Transform doesn't recognize all the documents

OmarDacca · June 18, 2020, 8:19am

Hi,
I created a new transform and It doesn't recognize all the documents in source index.

The source index name is user_data.
The destination index name is session_data.

The transform is so simple:
runs on the last 10m,
group by: session_id, domain
aggregations: minDate (min - date_time), maxDate (max - date_time), page (value_count - page)

sync.time.field: date_time
sync.time.delay: 120s

in other words, user_data index holds the data of the user and must have session_id,
the transform should give me the min date, max date and the number of pages grouped by session_id.

now if we try to get the cardinality of session_id with precision_threshold = 40000 (on a data from two hours ago to one hour ago), on source index, and same query on destination index, we should get ALMOST the same number of session_id, BUT I get 55,183 in the source index and 30,002 in the destination index, there is a big difference as you can see.
I said maybe because the cardinlaity doesn't give the exact number of documents but I found session_id that exist in the source index and doesn't exist in the destination index, which means the transform didn't recognize some of the documents in the source index.
and the transform details tab says index_failures = 0.

any idea ?

Hendrik_Muhs · June 18, 2020, 7:42pm

I suggest you make an experiment with a batch transform by cloning the job but not use the continuous mode and using a static range query instead of last 10m. Are you still getting count mismatches? If not, the problem is somehow related to continuous mode.

Note that in continuous mode, there is no need to limit to the last 10m, because in continuous mode, the query limits the search according to the last checkpoint. (The only reason to still use the last 10m would be, if your session ids are not truly unique)

Another reason why counts could be different is your grouping: Does domain always have a value, or can it be empty/missing? group_by only creates a bucket if both are not empty(support for missing_bucket is on the list of future enhancements).

OmarDacca · June 22, 2020, 10:14am

Sorry for the late response.

I tried a batch transform as you suggested and here is the results:

I suggest you make an experiment with a batch transform by cloning the job but not use the continuous mode and using a static range query instead of last 10m. Are you still getting count mismatches? If not, the problem is somehow related to continuous mode.

this one reason why I get count mismatches.
I had documents with empty/missing domain field.

But apparently its not the only reason, I ran a batch transform and I didn't get count mismatches.
I ran the same transform but this time in continuous mode and I got count mismatch, so as you said the problem is somehow related to continuous mode.

And I think I misunderstood something regarding limiting to the last 10m , I ran the continuous transform without limiting to that last 10m and the cluster went down, and I think the reason is because the transform started to process all the data in the index, more than 300 million documents (actually the source index is an alias to multiple indices), and that is why I limited to the last10m, and after the first checkpoint the 10m will be useless since it is in continuous mode.

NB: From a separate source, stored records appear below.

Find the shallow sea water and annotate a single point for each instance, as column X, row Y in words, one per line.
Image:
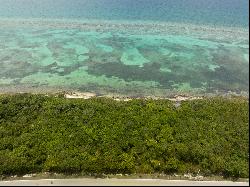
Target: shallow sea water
column 124, row 57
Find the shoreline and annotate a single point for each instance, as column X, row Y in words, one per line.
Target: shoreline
column 119, row 97
column 153, row 176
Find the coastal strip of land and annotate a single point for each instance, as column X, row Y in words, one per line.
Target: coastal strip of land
column 118, row 182
column 96, row 136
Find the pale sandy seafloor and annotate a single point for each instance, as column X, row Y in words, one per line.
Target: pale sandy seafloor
column 132, row 59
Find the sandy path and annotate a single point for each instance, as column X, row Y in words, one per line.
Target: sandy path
column 118, row 182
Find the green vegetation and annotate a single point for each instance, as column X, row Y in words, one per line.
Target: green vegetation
column 45, row 133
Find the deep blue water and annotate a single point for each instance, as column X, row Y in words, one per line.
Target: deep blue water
column 219, row 12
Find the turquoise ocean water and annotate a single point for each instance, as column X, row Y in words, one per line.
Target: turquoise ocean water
column 125, row 47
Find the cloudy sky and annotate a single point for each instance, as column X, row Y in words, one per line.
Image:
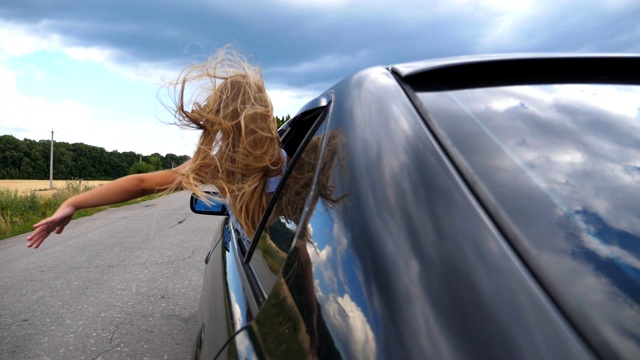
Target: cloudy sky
column 91, row 71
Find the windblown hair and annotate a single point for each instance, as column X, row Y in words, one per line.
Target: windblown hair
column 239, row 145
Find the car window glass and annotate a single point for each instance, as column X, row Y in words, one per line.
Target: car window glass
column 302, row 329
column 274, row 241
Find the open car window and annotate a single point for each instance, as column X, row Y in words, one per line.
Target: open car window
column 281, row 221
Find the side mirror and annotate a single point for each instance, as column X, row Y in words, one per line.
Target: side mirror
column 211, row 206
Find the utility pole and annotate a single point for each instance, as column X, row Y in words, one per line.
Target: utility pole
column 51, row 164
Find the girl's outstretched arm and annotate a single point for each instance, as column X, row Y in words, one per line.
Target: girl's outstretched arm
column 120, row 190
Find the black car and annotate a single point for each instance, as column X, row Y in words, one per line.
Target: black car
column 482, row 207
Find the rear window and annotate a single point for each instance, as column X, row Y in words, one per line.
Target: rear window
column 558, row 168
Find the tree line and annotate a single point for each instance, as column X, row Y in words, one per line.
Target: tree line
column 29, row 160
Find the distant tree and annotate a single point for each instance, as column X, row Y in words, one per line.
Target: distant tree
column 141, row 168
column 29, row 159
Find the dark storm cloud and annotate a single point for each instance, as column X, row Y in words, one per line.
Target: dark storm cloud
column 315, row 45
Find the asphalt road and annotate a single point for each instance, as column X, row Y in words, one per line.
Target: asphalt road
column 121, row 284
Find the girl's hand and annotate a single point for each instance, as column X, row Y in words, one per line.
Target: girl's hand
column 54, row 223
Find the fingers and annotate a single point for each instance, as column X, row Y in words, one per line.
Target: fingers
column 41, row 232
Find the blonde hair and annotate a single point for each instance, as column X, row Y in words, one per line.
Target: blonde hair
column 239, row 145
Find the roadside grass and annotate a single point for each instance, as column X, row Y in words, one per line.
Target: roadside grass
column 20, row 211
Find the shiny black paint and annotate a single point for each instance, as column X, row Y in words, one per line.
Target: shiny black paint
column 570, row 208
column 419, row 258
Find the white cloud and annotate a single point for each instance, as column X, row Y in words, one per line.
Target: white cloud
column 16, row 41
column 347, row 319
column 287, row 101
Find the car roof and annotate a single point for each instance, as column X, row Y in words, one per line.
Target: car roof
column 513, row 69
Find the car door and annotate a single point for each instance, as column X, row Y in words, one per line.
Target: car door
column 251, row 271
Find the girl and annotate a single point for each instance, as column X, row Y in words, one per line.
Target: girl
column 238, row 151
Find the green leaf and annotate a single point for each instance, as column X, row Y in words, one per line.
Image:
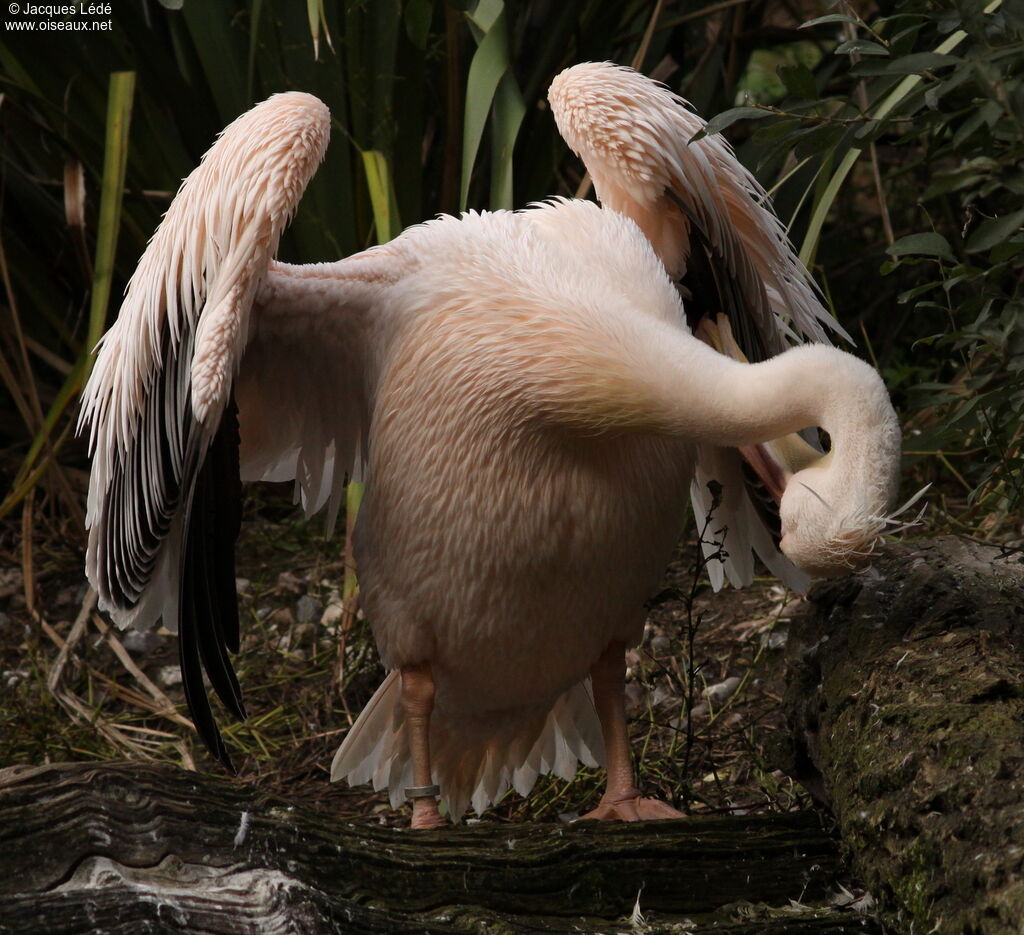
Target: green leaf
column 830, row 17
column 921, row 61
column 728, row 118
column 381, row 195
column 860, row 47
column 485, row 89
column 818, row 140
column 799, row 81
column 119, row 105
column 994, row 231
column 899, row 93
column 924, row 245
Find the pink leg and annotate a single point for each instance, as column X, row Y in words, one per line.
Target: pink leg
column 622, row 799
column 418, row 702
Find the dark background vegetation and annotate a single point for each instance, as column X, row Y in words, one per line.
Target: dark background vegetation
column 890, row 134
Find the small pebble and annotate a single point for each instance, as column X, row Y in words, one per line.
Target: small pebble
column 141, row 641
column 720, row 693
column 169, row 676
column 307, row 608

Hendrik_Muhs · June 23, 2020, 12:58pm

My suggestion was, instead of using now-10m you could use something like

"gte": "2020-06-01T00:00:00"

(depends on the mapping of your timestamp field, you might have to specify format)

Later, after the transform has been started, you can remove the query with the _update API. This is a known usage problem, we plan to make this easier at some point in the future. If you are interested in transforming all you historic data: 7.8 brings throttling, to reduce the load on the cluster. This will slow down the transform but prevent performance issues on the cluster.

Have you tried increasing the delay? Note, that the problem might also be sporadic, e.g. runtime spikes. Therefore an alternative would be, to move the timestamp setter closer to the end in your logstash or ingest pipeline.

Regarding your null values: You can use a set processor with override = false to avoid missing buckets, logstash should have similar functionality.

Hendrik_Muhs · June 23, 2020, 3:15pm

Can you also let me know which version you are using?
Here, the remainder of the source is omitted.